Growing fruit can be a guessing game from one year to the next. But what if growers had the ability to predict their crop yields and manage labor resources based on scientific data instead of just a hunch?
The founder of innov8.ag, a Walla Walla, Wash.-based agricultural technology startup, believes he may have a solution to all of this grower uncertainty: smart orchards.
Owner Steve Mantle has partnered with Washington State University and the Washington Tree Fruit Research Commission to develop a high-tech system of collecting data points in select orchard blocks. Innov8.ag then compiles that data and provides its clients with a detailed, holistic report about how specific sections compare with the rest of the orchard.
“Our focus is on bringing together the data sourcing — yields, soil, nutrients, water, labor — and repackaging that data digitally for growers so it can be more impactful on their operations,” said Mantle, a former Microsoft mergers and acquisitions strategy director who founded innov8.ag in 2019.
“We bring in data from many different sources so we can empower growers with new insights that will ultimately help their business,” he added.
The company introduced its first smart orchard at Chiawana Orchards in Pasco in 2020, and began working with Washington Fruit and Produce Co. in Grandview earlier this year.
The company partners with imaging and sensor providers like Tuctronics, SoilOptix, Dynamax, ThingyIOT and GreenAtlas to place high-tech instruments throughout the orchards, allowing Mantle and his team to monitor everything from soil nutrients and moisture levels to the size of an individual tree trunk or piece of fruit.
The team then drives through the orchard blocks on a four-wheeler, using camera and LiDAR imaging technology to collect the data.
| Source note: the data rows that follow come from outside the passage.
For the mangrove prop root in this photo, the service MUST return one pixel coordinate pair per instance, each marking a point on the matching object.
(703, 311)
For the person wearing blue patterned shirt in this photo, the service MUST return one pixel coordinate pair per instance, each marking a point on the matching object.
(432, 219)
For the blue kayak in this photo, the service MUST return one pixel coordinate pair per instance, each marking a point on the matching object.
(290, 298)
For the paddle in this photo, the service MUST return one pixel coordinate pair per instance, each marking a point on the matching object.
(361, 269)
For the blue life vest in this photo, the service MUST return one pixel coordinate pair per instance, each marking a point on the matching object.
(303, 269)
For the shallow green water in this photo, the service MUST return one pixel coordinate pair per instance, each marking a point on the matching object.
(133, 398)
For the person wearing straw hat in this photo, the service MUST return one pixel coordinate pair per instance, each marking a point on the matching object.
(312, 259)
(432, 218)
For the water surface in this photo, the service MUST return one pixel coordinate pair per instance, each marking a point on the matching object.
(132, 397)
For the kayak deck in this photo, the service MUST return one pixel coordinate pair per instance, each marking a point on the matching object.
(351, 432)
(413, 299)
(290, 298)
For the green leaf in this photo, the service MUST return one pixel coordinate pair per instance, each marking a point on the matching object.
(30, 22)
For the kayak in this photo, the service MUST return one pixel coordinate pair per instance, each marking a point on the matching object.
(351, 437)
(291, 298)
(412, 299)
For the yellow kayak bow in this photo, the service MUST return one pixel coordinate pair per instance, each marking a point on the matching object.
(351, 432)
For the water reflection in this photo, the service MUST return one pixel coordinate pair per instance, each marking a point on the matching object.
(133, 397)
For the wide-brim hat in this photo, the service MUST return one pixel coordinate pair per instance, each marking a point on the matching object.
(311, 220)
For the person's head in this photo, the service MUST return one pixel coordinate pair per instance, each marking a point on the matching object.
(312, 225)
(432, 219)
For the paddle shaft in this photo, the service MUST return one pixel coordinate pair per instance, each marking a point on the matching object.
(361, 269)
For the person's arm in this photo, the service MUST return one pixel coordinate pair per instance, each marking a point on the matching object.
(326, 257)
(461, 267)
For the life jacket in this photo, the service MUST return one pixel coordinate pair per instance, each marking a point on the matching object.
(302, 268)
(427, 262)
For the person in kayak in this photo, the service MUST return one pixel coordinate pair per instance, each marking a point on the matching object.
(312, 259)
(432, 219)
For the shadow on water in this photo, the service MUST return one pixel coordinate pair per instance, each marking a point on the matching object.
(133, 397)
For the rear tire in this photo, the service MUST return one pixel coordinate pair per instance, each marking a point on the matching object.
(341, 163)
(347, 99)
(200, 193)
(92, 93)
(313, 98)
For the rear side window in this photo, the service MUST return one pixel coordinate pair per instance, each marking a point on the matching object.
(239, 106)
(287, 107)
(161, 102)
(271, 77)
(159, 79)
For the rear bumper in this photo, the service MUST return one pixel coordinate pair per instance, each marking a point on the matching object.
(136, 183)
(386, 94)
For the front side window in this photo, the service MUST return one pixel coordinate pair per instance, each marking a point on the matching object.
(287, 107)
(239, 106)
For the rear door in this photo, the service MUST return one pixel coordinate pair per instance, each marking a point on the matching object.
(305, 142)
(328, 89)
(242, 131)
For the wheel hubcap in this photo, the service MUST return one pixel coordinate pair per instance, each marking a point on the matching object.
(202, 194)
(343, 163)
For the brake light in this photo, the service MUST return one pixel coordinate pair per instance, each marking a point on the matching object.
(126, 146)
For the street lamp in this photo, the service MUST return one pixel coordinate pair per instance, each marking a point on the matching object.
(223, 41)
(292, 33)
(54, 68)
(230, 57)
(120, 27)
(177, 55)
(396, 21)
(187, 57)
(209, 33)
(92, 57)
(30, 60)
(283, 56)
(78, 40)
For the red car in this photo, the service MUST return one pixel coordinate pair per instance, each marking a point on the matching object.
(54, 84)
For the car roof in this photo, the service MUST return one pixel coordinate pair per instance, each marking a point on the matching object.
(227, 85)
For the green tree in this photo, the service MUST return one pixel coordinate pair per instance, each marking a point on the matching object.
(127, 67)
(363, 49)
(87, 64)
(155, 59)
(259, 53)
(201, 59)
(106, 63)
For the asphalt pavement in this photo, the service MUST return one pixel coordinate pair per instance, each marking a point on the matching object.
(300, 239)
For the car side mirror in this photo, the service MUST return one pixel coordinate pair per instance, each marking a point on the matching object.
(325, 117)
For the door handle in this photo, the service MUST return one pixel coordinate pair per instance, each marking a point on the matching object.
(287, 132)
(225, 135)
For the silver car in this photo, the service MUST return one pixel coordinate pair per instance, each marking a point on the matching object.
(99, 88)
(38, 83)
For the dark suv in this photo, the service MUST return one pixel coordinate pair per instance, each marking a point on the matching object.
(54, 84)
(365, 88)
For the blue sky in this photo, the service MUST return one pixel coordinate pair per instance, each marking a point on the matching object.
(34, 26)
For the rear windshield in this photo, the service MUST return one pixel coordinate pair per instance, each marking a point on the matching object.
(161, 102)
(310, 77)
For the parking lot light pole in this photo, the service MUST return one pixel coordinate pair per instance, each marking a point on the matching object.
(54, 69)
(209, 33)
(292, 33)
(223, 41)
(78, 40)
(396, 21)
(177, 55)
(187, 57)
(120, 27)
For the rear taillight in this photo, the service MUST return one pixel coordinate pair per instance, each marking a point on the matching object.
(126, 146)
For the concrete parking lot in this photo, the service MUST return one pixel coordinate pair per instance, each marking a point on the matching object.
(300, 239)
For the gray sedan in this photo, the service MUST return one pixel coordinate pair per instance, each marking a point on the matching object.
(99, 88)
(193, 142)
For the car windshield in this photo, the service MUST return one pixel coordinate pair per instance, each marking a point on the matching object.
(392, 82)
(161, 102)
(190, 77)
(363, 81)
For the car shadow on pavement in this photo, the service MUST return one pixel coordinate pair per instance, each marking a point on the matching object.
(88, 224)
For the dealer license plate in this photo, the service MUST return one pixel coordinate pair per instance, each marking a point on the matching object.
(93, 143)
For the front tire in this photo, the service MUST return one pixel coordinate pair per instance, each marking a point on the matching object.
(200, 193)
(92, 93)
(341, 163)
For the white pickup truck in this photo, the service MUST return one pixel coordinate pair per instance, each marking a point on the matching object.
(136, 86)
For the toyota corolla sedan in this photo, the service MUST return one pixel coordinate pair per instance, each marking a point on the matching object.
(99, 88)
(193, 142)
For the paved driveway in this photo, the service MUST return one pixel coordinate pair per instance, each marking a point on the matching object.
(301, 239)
Servers inside a portable trailer store the information, which is presented to the client in a report that can easily be understood — and used.
“Maps are something that every grower can relate to,” Mantle said. “So, when we bring them a soil-mapping report, for example, they just get it. We can reduce all of the data down to a granular level, and they can use that data to decide where they need to make up for deficiencies in nutrients or water.”
Once growers understand why a certain orchard block has been underperforming, they can make the necessary adjustments to increase crop yields in those blocks during future years.
“What concerns growers most is their yields, so if we can show them in detail some of the things happening around their orchard, they will have a better idea of what the risks are before the next growing season,” Mantle said.
Another key benefit to the smart orchard concept is that it can potentially save growers a significant amount of money on labor. Instead of sending workers into the fields to arbitrarily hand-trim branches in random orchard blocks, growers can use the data derived from the orchard sensors to send their workers to specific areas that need more attention.
Mantle explained that the goal is not to replace human labor but to augment it. Smart-orchard technology is merely a tool that gives orchardists and viticulturists an opportunity to maximize their yields — and, ultimately, their profits.
“Having this data lets growers converge on the zones that are outside the norm and then move on to the next block,” Mantle said. “This new information can help them be even more efficient. This all comes down to helping growers decrease risk and improve their bottom lines.”